A preferred embodiment of the light guiding assembly according to the invention is characterized in that the light coupling means are adapted to couple most of the light into the intermediate layer. This allows the light to preferentially move through the intermediate layer and most of the time prevent the light coupled to the light guiding assembly from moving through the glass sheet. Preferably, a recess is provided in the light guiding assembly, the recess being adapted to receive the light coupling means.

These and other features of the present invention will become apparent with reference to the embodiment (s) described below.

1 is a cross-sectional view of one embodiment of a light guiding assembly for an automobile roof according to the present invention.

2 is a cross-sectional view of another embodiment of a light guiding assembly for an automobile roof according to the present invention.

The drawings are purely schematic and are not drawn to scale. Some dimensions have been greatly exaggerated for clarity. In the drawings, like reference numerals refer to like parts whenever possible.

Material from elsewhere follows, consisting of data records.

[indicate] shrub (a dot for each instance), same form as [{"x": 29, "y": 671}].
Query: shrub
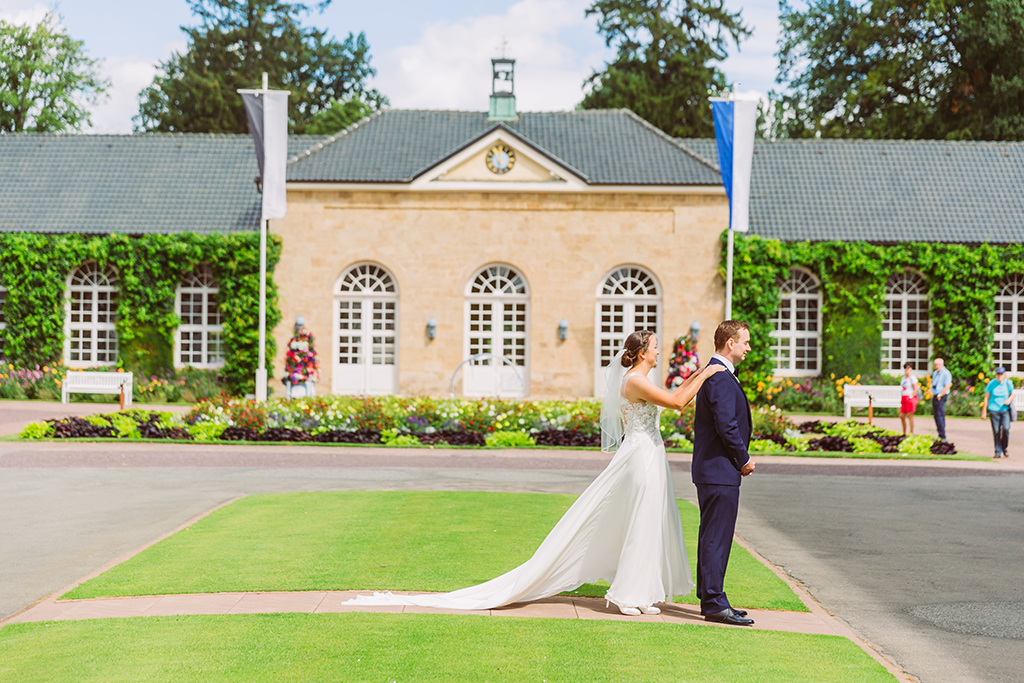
[
  {"x": 564, "y": 437},
  {"x": 206, "y": 431},
  {"x": 770, "y": 421},
  {"x": 516, "y": 439},
  {"x": 393, "y": 437},
  {"x": 344, "y": 436},
  {"x": 837, "y": 443},
  {"x": 861, "y": 444},
  {"x": 37, "y": 430},
  {"x": 916, "y": 444},
  {"x": 761, "y": 444}
]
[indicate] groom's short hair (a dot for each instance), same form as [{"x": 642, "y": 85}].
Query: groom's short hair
[{"x": 728, "y": 330}]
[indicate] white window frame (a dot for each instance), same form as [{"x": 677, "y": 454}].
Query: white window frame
[
  {"x": 3, "y": 321},
  {"x": 502, "y": 286},
  {"x": 372, "y": 288},
  {"x": 89, "y": 318},
  {"x": 1008, "y": 326},
  {"x": 800, "y": 288},
  {"x": 200, "y": 283},
  {"x": 629, "y": 291},
  {"x": 906, "y": 297}
]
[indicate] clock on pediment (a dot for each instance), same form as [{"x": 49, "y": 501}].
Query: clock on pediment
[{"x": 500, "y": 159}]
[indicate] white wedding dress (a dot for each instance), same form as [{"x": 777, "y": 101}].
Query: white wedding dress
[{"x": 625, "y": 528}]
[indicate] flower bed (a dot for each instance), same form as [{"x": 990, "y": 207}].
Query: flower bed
[
  {"x": 850, "y": 436},
  {"x": 507, "y": 424},
  {"x": 824, "y": 394},
  {"x": 43, "y": 382}
]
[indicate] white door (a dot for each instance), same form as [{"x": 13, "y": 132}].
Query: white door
[
  {"x": 366, "y": 332},
  {"x": 498, "y": 324},
  {"x": 628, "y": 300}
]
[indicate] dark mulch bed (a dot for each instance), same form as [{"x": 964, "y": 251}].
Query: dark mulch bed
[{"x": 565, "y": 437}]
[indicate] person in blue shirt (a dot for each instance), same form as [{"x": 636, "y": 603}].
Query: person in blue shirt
[
  {"x": 941, "y": 381},
  {"x": 998, "y": 395}
]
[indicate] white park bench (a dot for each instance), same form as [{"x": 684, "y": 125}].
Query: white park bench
[
  {"x": 84, "y": 382},
  {"x": 869, "y": 395}
]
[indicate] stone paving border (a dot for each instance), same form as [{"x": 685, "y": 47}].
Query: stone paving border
[{"x": 817, "y": 622}]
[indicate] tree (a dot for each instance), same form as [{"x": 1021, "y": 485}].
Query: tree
[
  {"x": 663, "y": 68},
  {"x": 46, "y": 81},
  {"x": 236, "y": 42},
  {"x": 901, "y": 69},
  {"x": 339, "y": 115}
]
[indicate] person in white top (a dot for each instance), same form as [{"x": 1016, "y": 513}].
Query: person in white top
[{"x": 908, "y": 397}]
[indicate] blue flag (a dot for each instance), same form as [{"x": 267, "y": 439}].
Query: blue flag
[{"x": 735, "y": 118}]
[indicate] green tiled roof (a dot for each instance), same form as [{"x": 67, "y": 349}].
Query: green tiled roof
[
  {"x": 884, "y": 190},
  {"x": 130, "y": 183},
  {"x": 606, "y": 146}
]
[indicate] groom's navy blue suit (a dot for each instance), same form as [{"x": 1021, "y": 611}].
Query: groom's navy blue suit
[{"x": 721, "y": 439}]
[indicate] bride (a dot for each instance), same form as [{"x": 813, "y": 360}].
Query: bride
[{"x": 625, "y": 528}]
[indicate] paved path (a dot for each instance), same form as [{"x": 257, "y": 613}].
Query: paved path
[{"x": 972, "y": 435}]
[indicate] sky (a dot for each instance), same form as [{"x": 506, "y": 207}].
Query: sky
[{"x": 428, "y": 54}]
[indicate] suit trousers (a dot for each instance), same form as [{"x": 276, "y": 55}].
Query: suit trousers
[{"x": 719, "y": 506}]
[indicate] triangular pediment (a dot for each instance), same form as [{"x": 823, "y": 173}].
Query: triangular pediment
[{"x": 500, "y": 160}]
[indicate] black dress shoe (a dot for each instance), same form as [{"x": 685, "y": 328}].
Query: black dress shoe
[{"x": 728, "y": 616}]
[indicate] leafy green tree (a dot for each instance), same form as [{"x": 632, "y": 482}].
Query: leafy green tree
[
  {"x": 340, "y": 115},
  {"x": 902, "y": 69},
  {"x": 47, "y": 82},
  {"x": 235, "y": 43},
  {"x": 663, "y": 69}
]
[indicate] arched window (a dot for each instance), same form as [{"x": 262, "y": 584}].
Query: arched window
[
  {"x": 797, "y": 337},
  {"x": 366, "y": 331},
  {"x": 90, "y": 314},
  {"x": 906, "y": 332},
  {"x": 3, "y": 319},
  {"x": 628, "y": 299},
  {"x": 199, "y": 340},
  {"x": 497, "y": 321},
  {"x": 1008, "y": 349}
]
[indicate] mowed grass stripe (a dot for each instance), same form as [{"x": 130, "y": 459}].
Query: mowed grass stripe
[
  {"x": 419, "y": 647},
  {"x": 402, "y": 541}
]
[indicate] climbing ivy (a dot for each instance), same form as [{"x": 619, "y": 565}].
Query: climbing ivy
[
  {"x": 963, "y": 282},
  {"x": 34, "y": 268}
]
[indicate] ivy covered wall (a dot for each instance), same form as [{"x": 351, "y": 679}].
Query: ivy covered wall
[
  {"x": 34, "y": 268},
  {"x": 963, "y": 282}
]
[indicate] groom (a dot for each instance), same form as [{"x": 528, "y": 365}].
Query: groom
[{"x": 721, "y": 437}]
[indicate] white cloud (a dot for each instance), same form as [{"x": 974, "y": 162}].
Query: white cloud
[
  {"x": 22, "y": 13},
  {"x": 128, "y": 76},
  {"x": 449, "y": 68},
  {"x": 754, "y": 66}
]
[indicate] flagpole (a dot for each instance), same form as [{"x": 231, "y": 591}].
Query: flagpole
[
  {"x": 263, "y": 226},
  {"x": 728, "y": 279}
]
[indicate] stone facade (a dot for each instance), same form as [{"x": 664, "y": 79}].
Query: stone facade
[{"x": 563, "y": 244}]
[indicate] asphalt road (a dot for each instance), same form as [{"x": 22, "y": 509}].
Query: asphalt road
[{"x": 925, "y": 563}]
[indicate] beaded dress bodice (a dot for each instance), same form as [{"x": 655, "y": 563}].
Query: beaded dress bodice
[{"x": 640, "y": 418}]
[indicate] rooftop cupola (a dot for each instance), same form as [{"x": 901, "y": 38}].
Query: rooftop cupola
[{"x": 502, "y": 90}]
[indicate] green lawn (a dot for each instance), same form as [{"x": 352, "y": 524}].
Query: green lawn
[
  {"x": 419, "y": 647},
  {"x": 408, "y": 541}
]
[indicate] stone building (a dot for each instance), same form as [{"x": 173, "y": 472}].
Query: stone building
[{"x": 416, "y": 241}]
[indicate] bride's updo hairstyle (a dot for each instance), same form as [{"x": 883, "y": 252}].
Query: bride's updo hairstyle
[{"x": 635, "y": 344}]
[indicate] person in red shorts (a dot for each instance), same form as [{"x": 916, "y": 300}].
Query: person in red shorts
[{"x": 908, "y": 397}]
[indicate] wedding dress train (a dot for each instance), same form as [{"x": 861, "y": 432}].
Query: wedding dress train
[{"x": 625, "y": 528}]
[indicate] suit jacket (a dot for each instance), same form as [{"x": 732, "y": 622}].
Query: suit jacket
[{"x": 722, "y": 429}]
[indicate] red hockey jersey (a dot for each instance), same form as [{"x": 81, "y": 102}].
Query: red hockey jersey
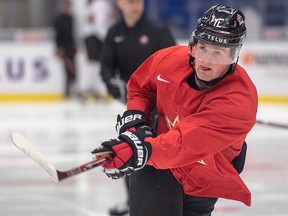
[{"x": 199, "y": 131}]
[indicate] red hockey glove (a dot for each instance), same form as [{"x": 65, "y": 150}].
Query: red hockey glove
[
  {"x": 130, "y": 120},
  {"x": 130, "y": 152}
]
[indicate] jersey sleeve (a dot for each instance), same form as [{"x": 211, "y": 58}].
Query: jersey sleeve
[{"x": 142, "y": 87}]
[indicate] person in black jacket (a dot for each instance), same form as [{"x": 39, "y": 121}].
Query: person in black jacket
[
  {"x": 128, "y": 43},
  {"x": 65, "y": 43}
]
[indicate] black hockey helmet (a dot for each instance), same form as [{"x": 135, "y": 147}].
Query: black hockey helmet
[{"x": 220, "y": 25}]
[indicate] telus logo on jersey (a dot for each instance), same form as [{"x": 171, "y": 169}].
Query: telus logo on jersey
[{"x": 140, "y": 149}]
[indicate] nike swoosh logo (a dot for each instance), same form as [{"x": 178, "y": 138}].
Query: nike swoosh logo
[
  {"x": 202, "y": 162},
  {"x": 162, "y": 80},
  {"x": 119, "y": 39}
]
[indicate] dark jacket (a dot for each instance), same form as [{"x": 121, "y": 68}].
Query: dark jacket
[{"x": 126, "y": 48}]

1 is a cross-sectional view of one embodiment of a light guiding assembly according to the present invention. Such light guiding assemblies improve the lighting conditions of the cabin of the motor vehicle. The light guiding assembly is preferably arranged in the inner lining area of the automotive loop and is preferably designed as a flat optical waveguide. The light guiding assembly is prepared so that light is coupled from the light guiding assembly through the large surface area into the cabin of the motor vehicle in a uniform manner. Unlike conventional light sources such as incandescent lamps, the light guiding assembly according to the present invention does not act as a separate lighting element and allows the roof lining to shine over a large surface of the vehicle occupant's head without flashing over a large surface. The light guiding assembly enlarges the cabin and makes the atmosphere pleasant. The advantage of this light guiding assembly is that the cabin is uniformly lit, which has a positive psychophysiological effect on the vehicle occupant. This positive effect on the car occupant is especially achieved when driving in the dark, eg in a tunnel or at night. The light guiding assembly according to the invention brightens the cabin without flashing in the dark, resulting in better adaptation of the vehicle occupant. In addition, the pleasant ambience created by the luminous loops allows for attentive driving with no pressure in the dark. Another advantage of the light guiding assembly is that it can be used as a design element of the overall vehicle component, in particular the cabin of the vehicle.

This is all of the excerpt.